Ce jour-là, des gens ont rejoint la clandestinité. Dix ans après, j’ai connu un militant qui me disait « Quand on allait encore dans le village pour dire « il faut faire la révolution », les paysans nous disaient : « écoutez ne venez plus nous embêter en venant ici parce qu’il y a le garde champêtre qui nous repère ; le garde champêtre informe les Français et cela nous attire des ennuis, ne venez plus, faites la Révolution et on sera là ! » ».
Et c’est ce qui s’est passé, c’est ce qu’a dit Larbi Ben M’hidi : « Jetez la Révolution dans la rue et le peuple s’en emparera. » Donc cette cristallisation, elle peut exister, mais pour qu’elle existe, il faut un long processus, une longue histoire de luttes.
Depuis quelques années, nous avons en France des lois et des mesures gouvernementales,qui stigmatisent une partie de la population, et même une partie de la gauche, des forces progressistes, tombent parfois dans ce piège…
Effectivement, certaines lois qui sont prises aujourd’hui sont liberticides, ce sont des atteintes graves au droit humain, à tous les droits. Les lois sont souvent de nature raciste. Cela se voit aujourd’hui, le musulman en France est encore et toujours le bicot qu’il était pendant la Guerre d’Algérie, ce sont des populations plus visées que d’autres par ces lois et aussi par l’opinion publique. La responsabilité du gouvernement est très grande dans ce fait, d’abord par la politique qu’il mène et comme conséquence des guerres qui ont été engagées.
La France n’a pas participé à la guerre d’Irak, mais à celles d’Afghanistan, de Libye, dans le Sahel, au Mali… Les politiques des puissances occidentales et atlantistes portent une responsabilité de la situation actuelle et des ressentiments qu’elles suscitent. En plus de cela, il y a une politique d’exacerbation de la peur dans la population pour justement permettre d’introduire des lois liberticides. On veut jusqu’à retirer la nationalité à des gens, on crée un climat anxiogène dans la population et cela crée une situation extrêmement dangereuse.
En même temps, ce sont des comportements de peur du côté du pouvoir, non pas parce qu’aujourd’hui les mouvements à l’intérieur du pays les menacent, mais la situation internationale les inquiète, car ils ont conscience de l’affaiblissement de l’Europe, de la France. Ils ont peur d’une situation qu’ils ne contrôlent plus parce qu’ils ne sont plus les maîtres du monde et ce sont leurs propres peurs qui les conduisent à mener ces politiques contre leur peuple et les peuples.

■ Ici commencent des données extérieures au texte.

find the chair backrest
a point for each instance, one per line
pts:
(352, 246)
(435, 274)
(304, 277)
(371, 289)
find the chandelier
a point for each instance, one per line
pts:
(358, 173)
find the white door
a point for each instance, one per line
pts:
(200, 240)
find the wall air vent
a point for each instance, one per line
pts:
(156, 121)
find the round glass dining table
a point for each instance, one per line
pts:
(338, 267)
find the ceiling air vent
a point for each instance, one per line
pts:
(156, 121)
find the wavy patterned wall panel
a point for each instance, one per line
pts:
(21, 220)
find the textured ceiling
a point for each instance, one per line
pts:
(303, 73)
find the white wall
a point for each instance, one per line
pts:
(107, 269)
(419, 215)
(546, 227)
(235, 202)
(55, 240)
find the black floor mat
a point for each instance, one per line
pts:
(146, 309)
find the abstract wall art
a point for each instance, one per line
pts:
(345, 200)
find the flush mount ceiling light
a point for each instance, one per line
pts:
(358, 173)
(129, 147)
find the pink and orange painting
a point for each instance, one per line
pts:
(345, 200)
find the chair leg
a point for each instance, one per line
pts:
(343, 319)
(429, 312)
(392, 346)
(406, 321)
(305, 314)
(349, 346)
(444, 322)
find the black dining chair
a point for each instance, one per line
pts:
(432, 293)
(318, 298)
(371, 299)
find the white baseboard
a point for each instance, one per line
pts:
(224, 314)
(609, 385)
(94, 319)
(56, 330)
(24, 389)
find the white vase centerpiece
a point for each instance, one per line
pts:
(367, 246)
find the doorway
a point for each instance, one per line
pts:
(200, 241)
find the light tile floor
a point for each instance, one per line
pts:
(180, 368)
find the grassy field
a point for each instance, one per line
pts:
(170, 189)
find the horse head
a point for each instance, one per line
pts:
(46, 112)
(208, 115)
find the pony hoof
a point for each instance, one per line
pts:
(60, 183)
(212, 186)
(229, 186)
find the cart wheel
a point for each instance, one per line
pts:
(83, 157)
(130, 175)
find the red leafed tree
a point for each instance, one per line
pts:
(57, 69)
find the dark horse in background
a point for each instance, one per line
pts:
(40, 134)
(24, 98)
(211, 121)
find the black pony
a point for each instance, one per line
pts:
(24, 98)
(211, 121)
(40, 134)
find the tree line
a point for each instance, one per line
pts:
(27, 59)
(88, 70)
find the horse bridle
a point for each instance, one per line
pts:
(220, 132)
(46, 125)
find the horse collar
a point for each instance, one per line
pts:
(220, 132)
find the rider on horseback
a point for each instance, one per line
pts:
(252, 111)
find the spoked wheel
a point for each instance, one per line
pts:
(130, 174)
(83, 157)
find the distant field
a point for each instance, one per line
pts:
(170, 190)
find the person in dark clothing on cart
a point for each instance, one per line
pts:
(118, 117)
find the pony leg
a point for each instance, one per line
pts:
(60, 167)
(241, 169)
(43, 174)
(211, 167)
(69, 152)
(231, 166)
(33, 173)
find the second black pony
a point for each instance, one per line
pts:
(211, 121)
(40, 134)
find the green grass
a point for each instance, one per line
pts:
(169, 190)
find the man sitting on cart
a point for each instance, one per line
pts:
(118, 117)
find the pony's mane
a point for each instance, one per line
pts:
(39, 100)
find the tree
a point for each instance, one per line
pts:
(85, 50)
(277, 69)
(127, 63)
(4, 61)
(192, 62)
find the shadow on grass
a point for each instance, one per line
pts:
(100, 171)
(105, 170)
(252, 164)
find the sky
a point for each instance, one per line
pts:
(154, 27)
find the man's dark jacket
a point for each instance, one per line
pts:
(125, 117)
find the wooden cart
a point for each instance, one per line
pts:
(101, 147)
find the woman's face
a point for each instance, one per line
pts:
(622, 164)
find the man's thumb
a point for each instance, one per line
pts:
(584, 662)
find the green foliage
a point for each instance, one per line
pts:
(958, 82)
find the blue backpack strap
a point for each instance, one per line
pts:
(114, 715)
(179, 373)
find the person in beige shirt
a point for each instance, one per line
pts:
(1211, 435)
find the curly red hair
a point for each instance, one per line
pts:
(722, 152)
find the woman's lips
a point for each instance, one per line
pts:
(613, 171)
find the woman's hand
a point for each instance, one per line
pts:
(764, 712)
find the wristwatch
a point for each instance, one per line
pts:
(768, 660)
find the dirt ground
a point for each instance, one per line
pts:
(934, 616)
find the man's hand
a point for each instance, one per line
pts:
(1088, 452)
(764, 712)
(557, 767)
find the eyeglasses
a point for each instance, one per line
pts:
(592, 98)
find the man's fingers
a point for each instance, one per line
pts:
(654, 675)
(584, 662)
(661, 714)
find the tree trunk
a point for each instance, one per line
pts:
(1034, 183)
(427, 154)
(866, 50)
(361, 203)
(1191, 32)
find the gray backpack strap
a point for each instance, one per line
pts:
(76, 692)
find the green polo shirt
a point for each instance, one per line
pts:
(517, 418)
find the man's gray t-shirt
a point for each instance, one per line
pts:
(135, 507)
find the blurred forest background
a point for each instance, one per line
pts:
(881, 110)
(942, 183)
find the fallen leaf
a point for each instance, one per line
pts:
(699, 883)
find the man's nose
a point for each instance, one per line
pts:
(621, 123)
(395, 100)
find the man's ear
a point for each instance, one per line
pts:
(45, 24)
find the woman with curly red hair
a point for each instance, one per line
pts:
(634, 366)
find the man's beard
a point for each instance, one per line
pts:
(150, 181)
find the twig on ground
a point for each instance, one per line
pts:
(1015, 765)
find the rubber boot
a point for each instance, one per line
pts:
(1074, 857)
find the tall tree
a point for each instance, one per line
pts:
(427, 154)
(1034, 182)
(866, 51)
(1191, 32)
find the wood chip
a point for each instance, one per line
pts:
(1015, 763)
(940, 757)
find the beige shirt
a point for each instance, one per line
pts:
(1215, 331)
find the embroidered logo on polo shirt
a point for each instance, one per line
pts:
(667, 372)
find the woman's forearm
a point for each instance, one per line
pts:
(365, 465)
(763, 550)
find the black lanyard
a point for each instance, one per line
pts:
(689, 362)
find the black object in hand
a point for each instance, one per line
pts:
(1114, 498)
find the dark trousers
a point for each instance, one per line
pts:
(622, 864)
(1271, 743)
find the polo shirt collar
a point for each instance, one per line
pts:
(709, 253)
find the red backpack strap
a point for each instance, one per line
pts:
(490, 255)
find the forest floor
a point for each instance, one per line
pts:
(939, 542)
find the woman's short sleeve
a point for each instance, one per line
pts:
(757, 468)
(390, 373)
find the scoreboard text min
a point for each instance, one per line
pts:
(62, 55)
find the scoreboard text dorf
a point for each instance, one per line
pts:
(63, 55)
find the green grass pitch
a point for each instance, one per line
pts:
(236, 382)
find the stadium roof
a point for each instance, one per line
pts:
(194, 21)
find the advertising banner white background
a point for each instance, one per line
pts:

Une dernière question : quel est votre avis sur Wikileaks, et les phénomènes de filtration de documents secrets ?
Je pense que c’est une chose éminemment positive, qu’il faut défendre. Ce n’est pas tout à fait le problème de Wikileaks, mais actuellement le débat qu’il y a entre Apple et le gouvernement des États Unis sur la question des informations qu’Apple (qui est lui-même un problème comme pouvoir) devrait arriver à une mise en fichier des citoyens et à une répression. Les possibilités des États sont déjà illimitées, les États-Unis peuvent écouter qui ils veulent, Merkel comme Hollande, alors tout ce qui est un frein à cela et tout ce qui permet à l’opinion de recevoir une information autre que celle filtrée est très important. C’est un nouveau moyen d’information, de faire de la politique et de lutter.